En place dans certains départements de France depuis 2019, le SAS (Service d’Accès aux Soins) doit permettre de désengorger les services d’urgences et satisfaire les besoins de prise en charge des soins non programmés sur le territoire. Petit tour du projet, en cinq points clés.
Où le SAS est-il mis en place ?
Pour le moment, tous les médecins de France ne peuvent pas participer au SAS. Pour la simple et bonne raison que ce dernier n’est pas encore mis en place dans tout le pays, même si de plus en plus de départements sont concernés. Aujourd’hui, 25 SAS sont déployés dans 13 régions différentes et une généralisation progressive du dispositif à l’échelle nationale est en cours jusqu’à la fin d’année 2023. En attendant, les zones qui le développent actuellement sont à retrouver sur le site du gouvernement.
Les patients ayant consulté via un rendez-vous programmé par le SAS peuvent-ils reprendre rendez-vous chez le même médecin par la suite ?
Le principe du SAS est le suivant : sur les créneaux disponibles du médecin participant, des patients qui ont besoin d’une prise en charge de soins non programmés peuvent être redirigés vers ce professionnel de santé.
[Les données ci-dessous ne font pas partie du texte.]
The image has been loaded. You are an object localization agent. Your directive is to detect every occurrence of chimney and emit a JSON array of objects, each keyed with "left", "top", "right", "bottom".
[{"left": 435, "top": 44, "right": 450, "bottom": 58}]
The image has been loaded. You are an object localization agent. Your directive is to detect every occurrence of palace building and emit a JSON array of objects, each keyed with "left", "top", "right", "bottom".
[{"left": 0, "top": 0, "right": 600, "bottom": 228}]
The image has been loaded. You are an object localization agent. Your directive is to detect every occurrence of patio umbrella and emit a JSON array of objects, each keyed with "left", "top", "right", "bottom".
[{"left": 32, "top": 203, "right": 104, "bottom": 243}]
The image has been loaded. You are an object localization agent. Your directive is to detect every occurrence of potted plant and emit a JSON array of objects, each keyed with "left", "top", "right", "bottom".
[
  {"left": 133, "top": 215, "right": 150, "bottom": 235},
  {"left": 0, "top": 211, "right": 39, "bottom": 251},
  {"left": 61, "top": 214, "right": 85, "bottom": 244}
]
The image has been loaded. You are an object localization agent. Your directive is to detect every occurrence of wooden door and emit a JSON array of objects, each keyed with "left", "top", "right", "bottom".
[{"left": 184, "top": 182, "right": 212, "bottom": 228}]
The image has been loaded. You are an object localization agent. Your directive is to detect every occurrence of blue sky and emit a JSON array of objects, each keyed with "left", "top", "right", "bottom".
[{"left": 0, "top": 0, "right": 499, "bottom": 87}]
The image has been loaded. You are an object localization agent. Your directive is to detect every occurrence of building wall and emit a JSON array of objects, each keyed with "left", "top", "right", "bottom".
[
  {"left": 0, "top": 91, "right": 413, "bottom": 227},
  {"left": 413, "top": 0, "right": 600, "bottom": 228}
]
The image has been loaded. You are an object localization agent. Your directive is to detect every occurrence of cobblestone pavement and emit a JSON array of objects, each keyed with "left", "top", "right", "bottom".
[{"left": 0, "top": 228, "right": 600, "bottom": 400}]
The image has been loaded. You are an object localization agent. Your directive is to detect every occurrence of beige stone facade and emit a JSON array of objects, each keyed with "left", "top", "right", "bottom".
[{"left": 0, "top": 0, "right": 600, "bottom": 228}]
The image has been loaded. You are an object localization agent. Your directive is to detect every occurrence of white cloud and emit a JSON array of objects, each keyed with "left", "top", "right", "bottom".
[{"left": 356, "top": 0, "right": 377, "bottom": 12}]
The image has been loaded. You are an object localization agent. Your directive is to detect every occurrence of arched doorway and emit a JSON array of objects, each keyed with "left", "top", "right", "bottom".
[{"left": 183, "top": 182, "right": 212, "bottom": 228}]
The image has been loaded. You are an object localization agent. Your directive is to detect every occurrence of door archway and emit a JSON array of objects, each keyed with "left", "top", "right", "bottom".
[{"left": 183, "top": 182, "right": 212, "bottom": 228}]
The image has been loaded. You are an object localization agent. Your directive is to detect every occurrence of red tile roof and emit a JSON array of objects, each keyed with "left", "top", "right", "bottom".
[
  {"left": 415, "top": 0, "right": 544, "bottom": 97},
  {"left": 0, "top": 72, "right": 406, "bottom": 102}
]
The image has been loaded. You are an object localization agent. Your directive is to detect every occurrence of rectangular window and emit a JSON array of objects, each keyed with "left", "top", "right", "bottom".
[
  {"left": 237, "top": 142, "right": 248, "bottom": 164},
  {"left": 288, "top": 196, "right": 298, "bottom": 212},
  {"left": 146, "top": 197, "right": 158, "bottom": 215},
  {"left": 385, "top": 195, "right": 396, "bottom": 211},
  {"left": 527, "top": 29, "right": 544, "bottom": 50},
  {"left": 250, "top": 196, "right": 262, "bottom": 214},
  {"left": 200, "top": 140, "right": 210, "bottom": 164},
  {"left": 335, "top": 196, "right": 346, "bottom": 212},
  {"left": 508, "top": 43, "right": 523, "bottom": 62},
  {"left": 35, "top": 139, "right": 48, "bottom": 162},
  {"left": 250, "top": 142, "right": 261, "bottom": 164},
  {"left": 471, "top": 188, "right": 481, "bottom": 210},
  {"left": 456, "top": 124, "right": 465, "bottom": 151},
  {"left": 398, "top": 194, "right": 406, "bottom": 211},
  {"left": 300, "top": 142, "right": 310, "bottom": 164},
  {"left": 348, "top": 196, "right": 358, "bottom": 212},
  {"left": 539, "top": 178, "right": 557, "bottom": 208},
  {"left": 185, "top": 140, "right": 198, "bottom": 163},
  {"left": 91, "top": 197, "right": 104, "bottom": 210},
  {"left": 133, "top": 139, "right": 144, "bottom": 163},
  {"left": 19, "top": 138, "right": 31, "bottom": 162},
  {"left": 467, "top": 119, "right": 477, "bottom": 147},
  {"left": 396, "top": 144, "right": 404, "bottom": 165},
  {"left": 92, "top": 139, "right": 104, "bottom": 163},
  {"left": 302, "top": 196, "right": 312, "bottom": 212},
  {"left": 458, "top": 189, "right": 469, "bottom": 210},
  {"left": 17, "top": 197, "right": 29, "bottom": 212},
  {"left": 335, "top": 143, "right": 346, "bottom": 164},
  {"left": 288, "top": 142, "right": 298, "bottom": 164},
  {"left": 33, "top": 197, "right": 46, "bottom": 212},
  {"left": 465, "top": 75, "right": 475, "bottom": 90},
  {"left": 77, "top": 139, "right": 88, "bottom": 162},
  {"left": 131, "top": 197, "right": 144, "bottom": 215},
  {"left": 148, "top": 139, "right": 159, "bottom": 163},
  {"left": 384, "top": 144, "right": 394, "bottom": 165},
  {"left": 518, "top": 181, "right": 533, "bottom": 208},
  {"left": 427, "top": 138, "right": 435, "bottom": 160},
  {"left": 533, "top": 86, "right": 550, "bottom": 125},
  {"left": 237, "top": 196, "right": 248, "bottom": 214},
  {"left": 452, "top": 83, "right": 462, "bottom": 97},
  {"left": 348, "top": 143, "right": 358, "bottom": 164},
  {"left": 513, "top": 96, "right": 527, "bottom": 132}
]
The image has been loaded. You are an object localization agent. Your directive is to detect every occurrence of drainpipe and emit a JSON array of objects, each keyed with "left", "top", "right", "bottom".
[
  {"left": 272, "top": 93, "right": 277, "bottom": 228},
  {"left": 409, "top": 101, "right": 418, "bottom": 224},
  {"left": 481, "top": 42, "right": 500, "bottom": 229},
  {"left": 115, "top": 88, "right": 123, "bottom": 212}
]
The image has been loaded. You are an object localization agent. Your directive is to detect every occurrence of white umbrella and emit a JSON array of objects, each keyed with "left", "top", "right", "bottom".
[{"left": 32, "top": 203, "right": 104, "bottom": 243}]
Dans ce cas, ce même patient peut alors ensuite reprendre rendez-vous chez le médecin sans passer par le dispositif (via la prise de rendez-vous en ligne, par exemple). Comme pour une consultation classique, en somme. Mais si le praticien ne souhaite pas avoir de nouveaux patients, alors il lui est possible de bloquer le patient vu par l’intermédiaire du SAS. Comment ? En bloquant la prise de rendez-vous pour ce patient, comme le montrent simplement les étapes décrites dans ce tutoriel.
Quel est le temps minimum à dédier au SAS en cas de participation ?
Pour chaque médecin, la participation au SAS donne droit à une rémunération annuelle de 1 400 euros. Pour y être éligible, le professionnel de santé qui y participe via Doctolib doit seulement laisser visible tout ou partie de son agenda sur la plateforme numérique SAS. Il n’y a donc pas à dédier un minimum d'heures, sauf si les nouveaux patients ne sont pas acceptés. Dans ce cas, il faut utiliser un motif dédié (“Soins non programmés”).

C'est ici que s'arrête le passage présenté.